I've been thinking about dogs this past week because they've popped up in a couple of Los Angeles lawsuits in ways I didn't expect.

First, there was this sentence in a dog bite complaint: "Defendant Albert did not display any sign anywhere on THE RESIDENCE that included the words 'BAD DOG.'"

This brought to mind so many questions.

Why the capital letters?

Is THE RESIDENCE a gigantic structure containing a gigantic DOG?

And how would the sign have changed anything?

Does the sign grant the dog immunity? Is it the bitee's fault if there's a warning sign?

Would anyone ever have visited Albert or delivered any packages to his house if that sign were up?

What if Albert's dog was a good dog but just had a bad day?

In the absence of his master, will the sign remind the dog his of undesirable character traits and influence him to mend his ways?

Do passersby assume a risk by not wearing armor?

Then there was this from a dog bite suit against Bank of America: "Bank of America Corporation had a duty to protect patrons on their premises from harm. They developed a pattern and practice of prohibiting the presence of dogs specifically in their banking and ATM machines areas, and posted signage that dogs were not allowed. Defendant, Bank of America, had failed to maintain the premises. ... The signage was in such poor condition that at the time if (sic) the incident that it read (sic) 'dogs allowed' instead of 'no dogs allowed.'"

I'm picturing a schnauzer running from the bank with a used paintbrush.

The biting dog, in case you're wondering, was not owned by the bank. I guess he was using the ATM or waiting in line behind the annoyingly slow guy he bit.

It's an interesting legal question: Are banks liable for bites from passing dogs on their property? Should bank security guards be equipped with large nets?

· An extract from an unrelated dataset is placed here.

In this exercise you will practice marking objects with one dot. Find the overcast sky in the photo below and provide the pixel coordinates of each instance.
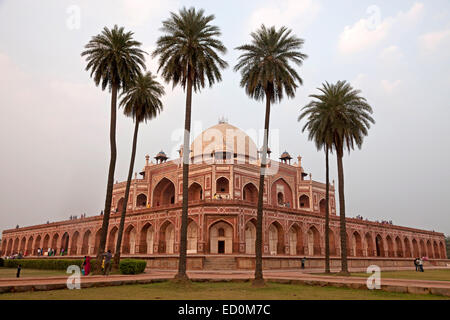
(54, 122)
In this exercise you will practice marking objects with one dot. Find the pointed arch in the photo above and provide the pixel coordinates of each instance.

And how big a problem is this? Are The Beagle Boys based on real-life characters?

I may switch to full online banking.

If nothing else, this should bring hope to new lawyers wondering how they're going to make a living in these competitive times.

All you need to do is find a specialty and sell yourself as an expert in it. I know this because there's a guy who specializes in - you guessed it - dog bite law.

His website - - claims he's "earned tens of millions of dollars for children and adults bitten by dogs" and you can buy his forms and "Tips and Tricks for Dog Bite Lawyers" for just $169.95.

Since biting dogs are taken, you'll have to use some imagination to find your lucrative specialty.

You could represent reckless driver dogs. There may not be a lot of cases, but there was one just last week. Apparently, dogs need more than one kind of license.

Or you could specialize in police dog brutality cases. A divided Colorado Supreme Court last week - yes, it was a significant week in dog law - ruled on the issue of liability when K-9s abuse their authority.

Not surprisingly, the police dog attacking an innocent person escaped liability. Expect civic unrest in Colorado.

Cat law is an option - the closest I could find to a specialist was a British guy who insists cats are a menace to gardens. If that's true, there should be a potential for litigation.

Anonymous defendant law is an area ripe for specialization too. More and more people these days are suing unnamed defendants for defaming them on the Internet.

Troll law is going to be huge.

If you can spot a trend first, you've got it made.

By the way, don't tell anyone you heard about troll law here. I don't want any comments.